We also train a CNN model which considers all chromosomes. This CNN model takes the read depth vector as input and the chromosome information is provided as a one-hot encoded vector which is concatenated with the read depth vector. The model achieves 5.9% precision and 6.5% recall (6.2% F1-score). We think that even though regions with a sharp read depth change is very important for CNV prediction, it’s not enough. The context, that is the, read depth information of other exon regions is also important for successful prediction. The details about the architecture of the CNN model can be seen in Supplementary Notes 3.4.

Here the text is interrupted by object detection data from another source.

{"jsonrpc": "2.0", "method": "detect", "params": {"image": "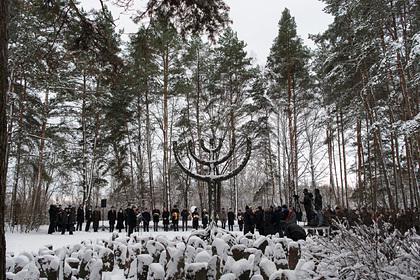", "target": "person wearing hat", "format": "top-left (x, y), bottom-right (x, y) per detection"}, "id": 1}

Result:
top-left (108, 206), bottom-right (117, 232)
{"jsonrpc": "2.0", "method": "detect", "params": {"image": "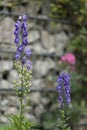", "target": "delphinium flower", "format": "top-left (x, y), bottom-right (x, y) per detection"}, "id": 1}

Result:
top-left (56, 72), bottom-right (71, 107)
top-left (56, 71), bottom-right (71, 130)
top-left (14, 15), bottom-right (32, 70)
top-left (14, 15), bottom-right (32, 130)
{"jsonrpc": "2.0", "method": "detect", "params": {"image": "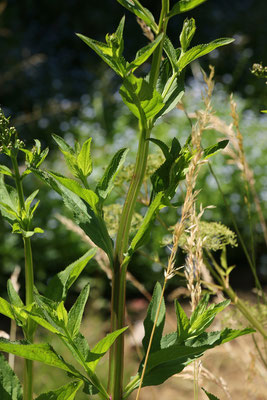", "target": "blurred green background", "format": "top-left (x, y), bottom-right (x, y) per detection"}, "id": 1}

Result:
top-left (0, 0), bottom-right (267, 298)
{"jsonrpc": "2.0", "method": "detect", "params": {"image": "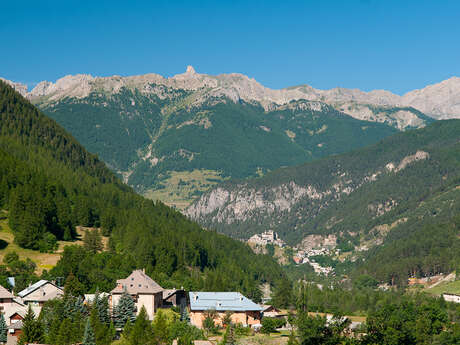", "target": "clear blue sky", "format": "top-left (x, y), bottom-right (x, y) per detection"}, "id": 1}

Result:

Ablation study and the need for a complex model like ECOLE

ECOLE uses a rather customized model of the transformer architecture which was first introduced in ref. 42 and proved its success in various domains from NLP to computer vision. Our transformer encoder uses (i) a chromosome-specific classification token, instead of a fixed classification token, and (ii) an exon-specific positional encoding instead of a fixed positional encoding to learn which parts of the signal are important for a CNV call and in which context (i.e., chromosome). To show the need for these context-specific techniques, we train a standard transformer architecture that does not have the aforementioned customized methods and which is otherwise identical to our model. That is, we use a standard 3-layered transformer model with fixed positional encoding. The model generates an output vector, which is the standard classification token (i.e., not chromosome-specific) of size \(\in {{\mathbb{R}}}^{192}\). We start the training with the learning rate of 5  10−5 and use a cosine annealing scheduler. We used the Adam optimizer during the training of the base model, and the model converged after 6 epochs.

Supplementary Table 31 shows the precision and recall performances of the baseline transformer model and ECOLE. We observe that ECOLE is able to outperform the baseline by a large margin, providing 30% average precision and 62% average recall improvements. The chromosome-specific classification token provides a good prior for the model to learn the relevance of each read depth value in the context of their respective chromosome. Moreover, exon-specific positional encoding renders the model to differentiate the absolute position of the exon samples along the exome. Hence, it gives the model the capacity to learn the context of the read-depth values along with the chromosome-specific classification tokens. As the read-depth samples can have variant distributions depending on the context (i.e., absolute position and the chromosome), the model is able to learn context-dependent sample distributions.

We also consider a version of the model where we provide the GC content of each exon to the model concatenated with the read depth vector. The rest of the model is kept the same. Here, we want to see if the model can use this extra information about the structure of the sequence to make better predictions. We obtained 52.2% DEL and 49.3% DUP F1-scores. As the performance does not improve compared to the original model, we prefer the model that does not use the GC content information.

Interpretability of the ECOLE

In order to explain the predictions of our model, we use the Generic Attention-model Explainability method33. This method is class-dependent, uses label information, and it is a saliency method that highlights the relevant parts of the input for the classification that predicts the respective label. In addition, we use the Attention matrices A of the last Transformer blocks and obtain the specified relevance scores. The derivations for the relevancy scores for the efficient variant of the Transformer block, i.e. Performer41 can be seen in Supplementary Note 3.1.

Statistics & reproducibility

We used aligned WES reads from 1000 Genomes Project. We selected the first 1000 samples from the alphabetically ordered list of WGS samples (HG00096 to HG02356). We used 707 samples out of these 1000, for which matched WES samples were available. No data were excluded from the analyses. We randomly selected 550 WES samples for training and 157 for testing. The investigators were not blinded to allocation during experiments and outcome assessment.

Reporting summary

Further information on research design is available in the Nature Portfolio Reporting Summary linked to this article.